A/Prof Tiffany Shellam, with partners from Albany Heritage Reference Group Aboriginal Corporation, National Museum of Scotland, Western Australian Museum, National Museum of Australia, University of Western Australia, Natural History Museum, London and the City of Albany, has been awarded funding for an Australian Research Council Linkage Project. The project, Entangled knowledges: Kaartdijin, science and history in the Robert Neill Collection, is based on the collection of fish specimens, sketches and ethnographic material taken from Menang Country (Albany, WA) by Robert Neill in 1841.
The project aims to connect the collection, housed in the National Museum of Scotland and the Natural History Museum in London, with Menang families and to digitally reassemble the collection, in an effort to adjust the dominance of Western science frameworks of natural history collections by centring otherwise hidden Indigenous taxonomies.
Dr Mary Iliadis and Dr Danielle Tyson, with colleagues from QUT and Monash University, have been awarded funding by the Australian Institute of Criminology for their project Police body-worn camera technology in response to domestic and family violence: a national study of victim-survivor perspectives and experiences.
The project is the first study internationally to examine the benefits and detriments of police body-worn camera (BWC) technology in response to domestic and family violence (DFV) incidents from the perspective of victim/survivors.
This study will generate much-needed empirical research on the use, efficacy, perceived benefits and limitations of police BWC footage in response to DFV in Australia, including its evidentiary use in court proceedings and state responses, for example, in DFV, child protection, and family law matters.
The funding, granted through the Criminology Research Grants program, is awarded to projects seeking to transform current and future public policy issues. Its strong public policy focus means that research arising from this funding body will have tangible policy and practice outcomes.

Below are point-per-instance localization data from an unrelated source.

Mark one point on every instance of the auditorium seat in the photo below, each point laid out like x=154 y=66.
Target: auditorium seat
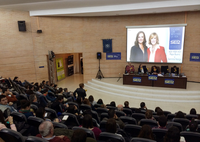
x=59 y=125
x=103 y=115
x=191 y=136
x=120 y=113
x=132 y=130
x=141 y=140
x=88 y=131
x=105 y=136
x=35 y=139
x=128 y=111
x=151 y=123
x=71 y=120
x=190 y=116
x=9 y=135
x=138 y=116
x=184 y=122
x=178 y=125
x=128 y=120
x=160 y=134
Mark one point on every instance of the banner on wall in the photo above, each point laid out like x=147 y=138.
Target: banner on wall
x=60 y=69
x=107 y=45
x=113 y=56
x=195 y=57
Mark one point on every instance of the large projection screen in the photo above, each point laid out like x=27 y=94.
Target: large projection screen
x=155 y=43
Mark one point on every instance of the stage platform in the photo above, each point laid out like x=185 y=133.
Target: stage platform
x=109 y=89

In other funding news, Dr Matteo Vergani and Prof Greg Barton have secured funding from The Asia Foundation as part of the Resiliency Initiative – a large project supported by Facebook that aims to promote tolerance, strengthen inter-faith and inter-ethnic understanding, and counter violent extremism in the Asia-Pacific region.
Dr Vergani and Prof Barton’s project, Measuring impact of online and offline campaign for building resilience and tolerance in tackling South and Southeast Asia conflict, builds on the multi-year experience and research findings produced through SEAN-CSO. The team will conduct desk research to design and produce an online guide for civil society organisations in the Asia-Pacific region to assist the Asia Foundation in measuring the impact of online and offline campaigns for building resilience and tolerance and for reducing conflict, hate and online misinformation.